Tiger Direct's parent Systemax Inc. is closing all but three of its 34 retail outlets in the USA, Canada, and Puerto Rico. It will concentrate on B2B sales. The news comes two weeks after Systemax announced that Shark Tank panelist Kevin O'Leary would become its spokesman.
Systemax's retail arm also acquired assets of CompUSA and Circuit City, and incorporated them into the TigerDirect operation. Stores will close by the end of June, including the six Canadian ones in southern Ontario. The three remaining open will be the Miami flagship in its home state of Florida, a distribution centre in Georgia, and a Puerto Rican location. The latter is described as being in a key B2B market.

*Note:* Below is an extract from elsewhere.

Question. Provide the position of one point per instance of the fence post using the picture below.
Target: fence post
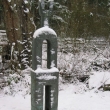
(44, 82)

Last week, while announcing Q4 and 2014 financials, Systemax's Chairman and CEO Richard Leeds said the company would "align our resources solely with a B2B focus." Worldwide B2B sales rose 7% from 2013 to 2014 to US$652.5 million for Q4.
Year over year B2B sales did even better. They were up 9% to US$2.55 billion. By contrast, the year's retail sales were down 11.7% from over US$1 billion to US$891 million. Systemax's Global Industrial unit and other divisions sell IT and other industrial products
TigerDirect employs about 4,000 people. Stores have an average of about 40 personnel. Approximately 1,200 retail staff members will be laid off.
In addition to TigerDirect stores, Systemax has an online presence in TigerDirect.com, TigerDirect.pr, and TigerDirect.ca. It is reckoned to be the 29th largest online vendor in the USA. There are no plans to close the online sales arms of TigerDirect. As reported here in June, TigerDirect started accepting BitCoin for online purchases.
The company has had a chequered past. Numerous lawsuits included Dell accusing TigerDirect of selling outdated and discontinued computer models as new units backed by a Dell warranty. Systemax and TigerDirect paid US$300,000 to settle a State of Florida lawsuit which alleged irregularities in issuing consumer rebates.
Meanwhile, Systemax's new public face is Canadian Shark Tank star Kevin O'Leary. "I'm all about helping businesses increase productivity, and ultimately, cash flow," says the Dragon's Den alumnus. "I'm excited to be working with TigerDirect," he adds, "to do exactly that by providing businesses with the best IT solutions available."
O'Leary has some experience in the gaming software business. With $10,000 borrowed from his mother, he started software publishing company SoftKey. By 1998, after scores of acquisitions, O'Leary was able to sell Softkey, now renamed The Learning Company, to Mattel for US$3.8 billion. The deal was soon called the "most disastrous" acquisition the toy making giant had ever undertaken, and O'Leary and Mattel soon parted.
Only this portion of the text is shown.